ぽっかりと空いた穴の隣に立つ看板を前に、大柄な男と小柄な女は首をかしげた。
「道を間違えたのではないか?」
「んなはずはねぇ。これでも方向感覚には自信がある」
「知っている。少しからかっただけだ」
小さく笑う女に、男は笑い返す。
ようこそ、カスタムの町へ。
何度読み返してみても、間違いなく目の前の簡素な看板にはそう書かれている。
洞窟の中に町を作るなど聞いたこともない。
そう不安はあるものの、方向違わず来たはずの場所に、目的の町を示す看板がある。
大陸南東部に位置する独陸都市国家群。
通称自由都市。
その昔、リーザス・ゼス・ヘルマンといった大国が出来るどさくさに紛れて独立していった小国の集合体地域であり、人類圏のほぼ4分の1を現在は占めている。
三大国のような専制君主制ではなく、選挙によって選ばれた人間が都市長として国家をまとめる、いわゆる民主主義の形を取っている都市が多い。
三大国のどこにも属しておらず、北のリーザスとは比較的友好関係なようだが、北西のヘルマン、南西のゼスとの関係は希薄なようだ。

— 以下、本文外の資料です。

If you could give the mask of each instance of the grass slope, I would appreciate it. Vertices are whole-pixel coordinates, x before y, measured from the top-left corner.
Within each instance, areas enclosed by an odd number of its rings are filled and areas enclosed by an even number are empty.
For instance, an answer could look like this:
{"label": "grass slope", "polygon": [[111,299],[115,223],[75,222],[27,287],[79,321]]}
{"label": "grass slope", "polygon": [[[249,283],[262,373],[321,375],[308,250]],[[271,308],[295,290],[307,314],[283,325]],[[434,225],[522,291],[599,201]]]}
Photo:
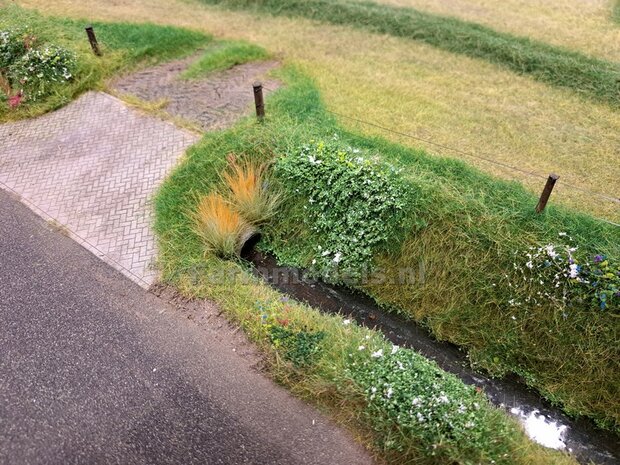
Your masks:
{"label": "grass slope", "polygon": [[[544,307],[536,313],[507,309],[502,302],[508,289],[497,291],[492,283],[512,268],[514,251],[554,241],[559,232],[570,233],[586,250],[618,257],[620,231],[553,205],[536,215],[536,197],[516,183],[498,181],[459,161],[342,131],[324,112],[309,81],[297,75],[287,80],[291,87],[270,100],[265,125],[246,124],[207,137],[162,191],[157,229],[167,279],[200,262],[199,245],[188,240],[191,233],[181,212],[192,208],[194,192],[205,192],[216,182],[226,154],[272,159],[338,132],[346,143],[405,168],[420,192],[412,214],[427,225],[377,257],[393,273],[423,260],[424,285],[369,285],[363,290],[422,322],[439,339],[466,348],[474,365],[496,374],[519,373],[566,411],[617,428],[617,318],[587,312],[563,319]],[[282,261],[308,266],[316,244],[300,226],[303,205],[287,205],[267,231],[269,246]]]}
{"label": "grass slope", "polygon": [[[341,424],[352,429],[381,461],[438,465],[490,463],[492,460],[504,464],[574,463],[561,453],[534,445],[513,420],[499,410],[489,409],[486,402],[481,403],[479,414],[475,415],[483,431],[475,440],[464,439],[456,431],[446,433],[452,425],[441,420],[433,421],[430,429],[415,424],[403,425],[396,409],[410,409],[411,398],[405,394],[410,389],[415,392],[413,385],[420,378],[426,380],[425,386],[435,385],[445,390],[450,398],[465,399],[471,391],[467,394],[468,389],[463,389],[460,381],[436,371],[434,364],[417,356],[411,369],[403,372],[404,378],[400,378],[389,363],[377,365],[383,366],[385,371],[357,371],[355,363],[359,356],[368,357],[371,350],[379,348],[386,354],[391,350],[376,332],[354,324],[344,325],[339,317],[323,315],[283,298],[253,278],[243,264],[222,261],[205,253],[189,213],[197,204],[198,194],[211,191],[221,182],[220,173],[227,163],[227,155],[234,152],[256,161],[271,160],[300,141],[313,135],[328,136],[337,129],[333,121],[325,117],[318,92],[303,75],[287,69],[279,77],[290,87],[268,101],[270,116],[265,124],[258,125],[254,119],[247,119],[230,130],[206,134],[188,151],[184,163],[162,186],[156,198],[155,224],[162,278],[187,296],[218,302],[228,317],[239,323],[269,354],[268,369],[278,382],[329,411]],[[291,105],[295,106],[294,112],[291,112]],[[309,334],[324,335],[320,350],[312,351],[315,354],[312,364],[287,363],[290,359],[286,347],[274,343],[273,333],[270,333],[271,328],[283,324],[286,328],[302,328]],[[360,346],[365,349],[359,350]],[[405,358],[411,356],[405,351],[401,354]],[[409,375],[413,378],[407,378]],[[368,397],[371,386],[375,386],[373,383],[380,383],[383,376],[402,388],[395,387],[391,408]],[[428,376],[432,379],[427,379]]]}
{"label": "grass slope", "polygon": [[78,61],[74,79],[68,85],[58,86],[52,95],[34,105],[22,105],[17,110],[0,108],[0,121],[29,118],[54,110],[82,92],[103,86],[104,80],[115,73],[189,54],[211,40],[203,33],[171,26],[94,22],[92,25],[103,51],[103,56],[98,58],[86,39],[84,27],[87,24],[0,4],[0,29],[27,26],[41,40],[75,52]]}
{"label": "grass slope", "polygon": [[545,83],[620,106],[620,65],[494,31],[475,23],[414,10],[346,0],[203,0],[228,8],[301,16],[391,34],[504,66]]}
{"label": "grass slope", "polygon": [[267,51],[258,45],[243,41],[220,41],[209,47],[183,76],[189,79],[203,77],[215,71],[223,71],[251,61],[266,60]]}
{"label": "grass slope", "polygon": [[[450,4],[487,1],[452,0]],[[539,2],[542,0],[526,0],[531,8]],[[541,10],[541,15],[559,2],[545,3],[548,8]],[[422,42],[302,18],[224,9],[199,0],[127,0],[115,8],[78,0],[21,0],[21,3],[57,15],[175,24],[218,37],[257,43],[285,62],[302,66],[315,80],[330,110],[528,171],[543,175],[557,173],[561,179],[553,193],[554,202],[620,223],[617,204],[567,187],[571,184],[620,197],[617,181],[620,165],[616,163],[620,112],[573,92]],[[525,2],[510,0],[512,13],[525,15],[515,3]],[[570,7],[571,11],[578,8],[575,4]],[[507,9],[510,8],[501,6],[501,11]],[[604,15],[611,28],[610,11],[605,8],[601,16]],[[571,18],[579,16],[571,14]],[[620,34],[619,28],[614,27],[614,31]],[[582,36],[579,32],[574,35]],[[620,47],[620,40],[599,43],[616,42]],[[494,176],[522,182],[535,194],[542,189],[544,180],[539,178],[371,126],[345,119],[341,122],[351,130],[376,134],[414,148],[425,147],[430,153],[462,157]]]}
{"label": "grass slope", "polygon": [[[361,0],[364,1],[364,0]],[[604,60],[618,61],[618,29],[610,18],[614,0],[374,0],[410,7],[518,36],[530,37]]]}

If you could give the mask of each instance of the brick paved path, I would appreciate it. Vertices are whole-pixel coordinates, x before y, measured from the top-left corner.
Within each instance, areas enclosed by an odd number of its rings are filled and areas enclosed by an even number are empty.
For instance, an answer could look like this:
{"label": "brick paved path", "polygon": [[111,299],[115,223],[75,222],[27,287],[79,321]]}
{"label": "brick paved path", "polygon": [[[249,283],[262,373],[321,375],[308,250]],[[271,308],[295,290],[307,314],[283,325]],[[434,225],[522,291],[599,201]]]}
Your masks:
{"label": "brick paved path", "polygon": [[157,276],[150,200],[197,139],[89,92],[40,118],[0,125],[0,188],[148,287]]}

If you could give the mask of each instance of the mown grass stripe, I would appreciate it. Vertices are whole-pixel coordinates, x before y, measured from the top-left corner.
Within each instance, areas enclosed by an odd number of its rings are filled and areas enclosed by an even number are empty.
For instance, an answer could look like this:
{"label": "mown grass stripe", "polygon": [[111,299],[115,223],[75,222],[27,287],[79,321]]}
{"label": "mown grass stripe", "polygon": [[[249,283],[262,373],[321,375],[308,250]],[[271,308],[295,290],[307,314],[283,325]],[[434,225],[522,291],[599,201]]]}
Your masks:
{"label": "mown grass stripe", "polygon": [[620,107],[620,65],[413,8],[329,0],[202,0],[231,9],[304,17],[405,37],[499,64],[519,74]]}

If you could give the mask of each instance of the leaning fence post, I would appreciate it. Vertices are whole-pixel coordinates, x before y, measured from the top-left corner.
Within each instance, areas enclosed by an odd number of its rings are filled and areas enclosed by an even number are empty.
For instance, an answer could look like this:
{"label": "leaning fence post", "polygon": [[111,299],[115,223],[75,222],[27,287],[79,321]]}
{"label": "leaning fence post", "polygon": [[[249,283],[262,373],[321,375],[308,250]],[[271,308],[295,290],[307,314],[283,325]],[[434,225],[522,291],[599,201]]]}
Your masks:
{"label": "leaning fence post", "polygon": [[99,50],[99,44],[97,43],[97,36],[95,36],[95,31],[92,26],[86,26],[86,35],[88,36],[88,41],[90,42],[90,47],[93,49],[93,53],[98,57],[101,56],[101,50]]}
{"label": "leaning fence post", "polygon": [[265,101],[263,100],[263,85],[255,82],[254,85],[254,104],[256,105],[256,117],[259,121],[265,118]]}
{"label": "leaning fence post", "polygon": [[547,202],[549,201],[549,196],[553,191],[553,187],[555,186],[556,181],[560,179],[557,174],[550,174],[547,178],[547,183],[545,184],[545,188],[540,194],[540,199],[538,200],[538,205],[536,205],[536,213],[541,213],[545,207],[547,206]]}

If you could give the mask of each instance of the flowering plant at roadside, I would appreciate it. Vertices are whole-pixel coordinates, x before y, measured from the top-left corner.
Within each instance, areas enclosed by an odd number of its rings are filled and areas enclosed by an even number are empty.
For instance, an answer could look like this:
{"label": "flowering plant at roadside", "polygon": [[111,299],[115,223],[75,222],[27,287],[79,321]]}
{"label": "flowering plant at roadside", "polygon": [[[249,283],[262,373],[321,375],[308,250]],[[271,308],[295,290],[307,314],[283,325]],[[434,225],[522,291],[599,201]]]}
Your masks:
{"label": "flowering plant at roadside", "polygon": [[[348,375],[363,390],[368,413],[384,417],[386,429],[396,424],[411,431],[421,440],[425,455],[450,456],[459,450],[475,456],[480,449],[493,449],[489,443],[499,432],[492,428],[498,425],[492,426],[492,408],[473,386],[398,346],[361,345],[349,358]],[[396,444],[385,446],[397,448]],[[507,463],[505,452],[498,448],[489,459]]]}
{"label": "flowering plant at roadside", "polygon": [[275,173],[304,199],[316,235],[311,268],[324,279],[357,278],[373,253],[403,227],[411,194],[395,168],[336,141],[311,142],[276,163]]}
{"label": "flowering plant at roadside", "polygon": [[9,108],[49,95],[54,86],[73,78],[77,66],[73,52],[54,44],[41,44],[27,29],[0,31],[0,81]]}
{"label": "flowering plant at roadside", "polygon": [[57,45],[28,50],[9,66],[9,79],[30,101],[48,95],[56,84],[73,77],[76,58],[73,52]]}
{"label": "flowering plant at roadside", "polygon": [[514,291],[509,304],[620,312],[620,264],[603,254],[582,254],[567,234],[560,236],[562,243],[519,254],[513,266],[521,279],[508,283]]}

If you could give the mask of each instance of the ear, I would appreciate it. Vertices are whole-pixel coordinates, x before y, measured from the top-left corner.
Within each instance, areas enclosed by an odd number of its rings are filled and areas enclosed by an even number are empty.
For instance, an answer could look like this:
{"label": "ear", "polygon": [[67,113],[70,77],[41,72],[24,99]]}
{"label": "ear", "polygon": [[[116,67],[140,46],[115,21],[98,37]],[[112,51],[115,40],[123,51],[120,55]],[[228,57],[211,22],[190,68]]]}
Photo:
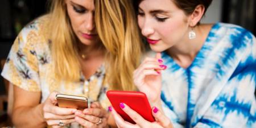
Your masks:
{"label": "ear", "polygon": [[193,11],[193,13],[190,15],[190,27],[193,27],[197,24],[201,18],[202,18],[204,10],[204,6],[202,5],[197,5],[197,6],[196,7],[194,11]]}

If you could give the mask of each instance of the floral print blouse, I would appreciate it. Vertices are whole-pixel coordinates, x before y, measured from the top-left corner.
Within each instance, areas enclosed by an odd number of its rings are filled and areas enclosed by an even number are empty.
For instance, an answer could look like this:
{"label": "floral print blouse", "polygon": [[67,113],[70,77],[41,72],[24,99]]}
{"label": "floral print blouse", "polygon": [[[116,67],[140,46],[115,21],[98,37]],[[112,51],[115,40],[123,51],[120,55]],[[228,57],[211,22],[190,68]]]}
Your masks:
{"label": "floral print blouse", "polygon": [[51,92],[57,91],[85,96],[90,101],[99,101],[107,108],[110,105],[105,94],[108,84],[103,65],[88,80],[81,73],[80,81],[55,81],[51,42],[47,38],[48,19],[48,15],[43,16],[22,30],[11,47],[1,75],[24,90],[41,92],[41,102]]}

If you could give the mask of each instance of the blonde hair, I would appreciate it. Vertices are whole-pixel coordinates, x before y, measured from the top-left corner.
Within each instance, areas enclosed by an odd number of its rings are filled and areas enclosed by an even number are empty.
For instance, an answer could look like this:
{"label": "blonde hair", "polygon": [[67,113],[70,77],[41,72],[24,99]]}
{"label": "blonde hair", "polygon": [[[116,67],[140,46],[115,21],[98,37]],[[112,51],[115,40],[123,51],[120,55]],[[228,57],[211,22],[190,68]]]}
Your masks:
{"label": "blonde hair", "polygon": [[133,73],[139,64],[142,47],[132,2],[97,0],[95,6],[96,28],[108,51],[110,86],[134,90]]}
{"label": "blonde hair", "polygon": [[[52,53],[57,80],[78,81],[81,65],[77,38],[64,0],[52,1],[50,11]],[[140,62],[141,40],[129,0],[96,1],[96,28],[106,55],[107,83],[111,89],[132,90],[133,72]]]}
{"label": "blonde hair", "polygon": [[57,80],[78,81],[81,65],[76,39],[64,0],[53,0],[49,12],[51,52]]}

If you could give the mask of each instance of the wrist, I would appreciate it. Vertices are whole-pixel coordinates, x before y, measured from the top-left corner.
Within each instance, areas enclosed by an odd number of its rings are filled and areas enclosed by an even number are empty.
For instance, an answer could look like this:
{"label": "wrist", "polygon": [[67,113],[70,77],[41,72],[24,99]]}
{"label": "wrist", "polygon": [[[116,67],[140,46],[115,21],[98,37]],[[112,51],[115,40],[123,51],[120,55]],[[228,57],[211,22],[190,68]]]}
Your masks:
{"label": "wrist", "polygon": [[39,112],[39,118],[40,118],[42,119],[42,122],[46,122],[46,119],[44,119],[44,117],[43,106],[44,106],[44,104],[42,103],[42,104],[40,104],[39,105],[38,105],[37,108],[39,109],[38,112]]}

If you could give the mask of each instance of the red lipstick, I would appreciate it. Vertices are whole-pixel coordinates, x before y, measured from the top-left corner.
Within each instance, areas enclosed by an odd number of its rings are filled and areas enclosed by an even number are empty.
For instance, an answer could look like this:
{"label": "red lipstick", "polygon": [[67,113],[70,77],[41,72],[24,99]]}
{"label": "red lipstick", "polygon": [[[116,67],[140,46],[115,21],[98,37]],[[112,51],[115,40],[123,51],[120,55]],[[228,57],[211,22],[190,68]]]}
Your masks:
{"label": "red lipstick", "polygon": [[157,43],[158,42],[158,41],[159,41],[159,40],[152,40],[152,39],[147,38],[147,41],[150,44],[155,44]]}
{"label": "red lipstick", "polygon": [[82,33],[82,37],[84,37],[85,39],[89,39],[89,40],[92,39],[96,35],[97,35],[97,34],[89,34]]}

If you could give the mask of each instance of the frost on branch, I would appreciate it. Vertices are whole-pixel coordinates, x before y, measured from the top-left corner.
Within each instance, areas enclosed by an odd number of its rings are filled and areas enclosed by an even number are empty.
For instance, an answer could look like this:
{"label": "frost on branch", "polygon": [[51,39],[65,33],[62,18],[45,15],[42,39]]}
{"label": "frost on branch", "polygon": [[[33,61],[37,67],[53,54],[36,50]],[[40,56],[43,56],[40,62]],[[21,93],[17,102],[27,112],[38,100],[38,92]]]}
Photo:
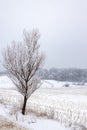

南東にある島国JAPANとは、ポルトガルのみ唯一交流がある程度だ。
そんな自由都市地帯中部に位置するカスタムの町へ、今二人の旅人が足を運んでいた。
「洞窟を抜けた先には町がありましたー」
「何でもこれは魔法使いの仕業らしいな」
「ぬぁにっ!」
眼を見開く男と辺りを見渡す女。
視界にはとんでもない光景が広がっていた。
地下の空洞の中に町が丸ごと存在しているのだ。
民家があり、商店があり、教会がある。
そして大半の建造物に、破壊の痕が残っていた。
「街を丸ごと沈める魔法使いか……。
クククッ、大陸に出て早々と、血湧き肉躍る戦が出来そうだ」
獰猛に小柄な女は笑う。
ふわふわとした翠の髪を流れる風に揺らし、可憐なメイド服に身を包んだ外見からは想像できないほど猛々しく。
器量良しの顔を見事に歪めて、女は笑った。
女の名は【毛利てる】といった。
「おぉ……おぉぉっ……おおおぉぉっ……!」
てるの隣、男のむせび泣くような声が聞こえる。
大柄な体をすっぽり覆う黒いローブに身を包んだ男はどさりと膝を落とし、悪人面の三白眼には不釣り合いなとんがり帽子を頭から外して、声高らかに叫んだ。
「ビバ魔法使い! 魔法使い最高だぁっ!」
男の名は【毛利竜麻】といった。
驚くべきことにこの二人、正式な婚姻をすませて何年も床を共にする、いわゆる夫婦の間柄。
さらに驚嘆すべきはてるの生家はJAPANの大名【毛利家】。
彼女はそこの長女である。
しかしはて、と疑問が残る。
何故将来国主となるであろうリューマとてるがJAPANを離れて大陸いるのか。
それは夫婦が長年の夢を叶えるためにと、国を抜けだしたから。
妻は大陸の戦に参加し、魔人といつか死合うために。
夫は幼いころから心に秘めた、願望を実現させるために。
「魔法使いに、俺はなるっ!」
LP0001年10月。
JAPANでは名の知られた【殺戮夫婦】は二人、大陸へと降り立った。